According to Herzlinger, HIT has the potential to “turn patients into smart consumers who get the best value for their money in insurance and health services,” which is the foundation of the consumer-driven system that she says will save healthcare.
“I’m willing to cross the line between being an intellectual and being a kind of activist to talk about it and take whatever knocks may come with that, and I’m sure they are coming,” she says.
— Elizabeth S. Roop is a Tampa, Fla.-based freelance writer specializing in healthcare and HIT.
The Path Toward ‘Godmotherhood’
Regina Herzlinger, DBA, the first woman to be tenured at the Harvard Business School as the Nancy R. McPherson Professor of Business Administration, is widely recognized for her innovative research, including early predictions about the unraveling of managed care and the emergence of consumer-driven healthcare and healthcare-focused factories—terms she is credited with coining.
In addition to Who Killed Health Care?, which was released in June, Herzlinger authored Market-Driven Health Care, which was released in 1997 and addressed the need to reform the way healthcare is supplied. She followed that with 2004’s Consumer-Driven Health Care, which reviews the way health insurance is supplied.
A senior fellow at the Manhattan Institute for Policy Research, Herzlinger is a frequent advisor to members of Congress and a sought-after keynote speaker on the topic of consumer-driven healthcare. She is a two-time recipient of the American College of Healthcare Executives’ Thompson Book of the Year Award, a three-time recipient of the Academy of Healthcare Executives Research Award, and has also received the Hospital Financial Managers Association’s Board of Directors award.

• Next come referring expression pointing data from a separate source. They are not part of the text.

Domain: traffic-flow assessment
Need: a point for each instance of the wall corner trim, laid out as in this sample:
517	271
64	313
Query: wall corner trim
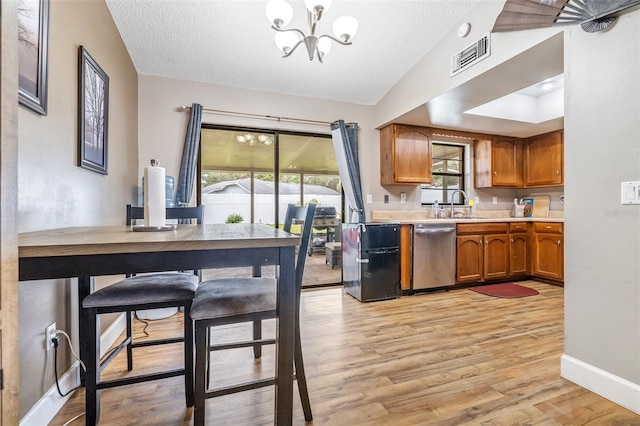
605	384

She has won Management Accounting’s research prize and has been selected numerous times as one of the “100 Most Power People in Healthcare” by Modern Healthcare. Her research has been profiled in industry journals and business publications such as The Economist and Fortune.
Accolades aside, Herzlinger credits her unique background as a tenured professor of business who happens to also work in healthcare as her ability to identify flaws in strategy and direction that others may miss. She views healthcare through an accountant’s eye, which is key.
“I know about a lot of businesses, so when I look at healthcare, it is not with the purview of someone who does nothing but healthcare,” she says. “I am familiar with and knowledgeable about many different businesses, so I can compare and contrast the woebegone status of healthcare vs. other businesses.”
As for being dubbed the “godmother” of consumer-driven healthcare by Money magazine, Herzlinger says she was flattered, but it was more a matter of exposure than it was of creating the concept.
“There are different points of time in civilization where a number of people get together and have the same idea,” she says. “I was just part of a movement, but because I write about it, I am the godmother.”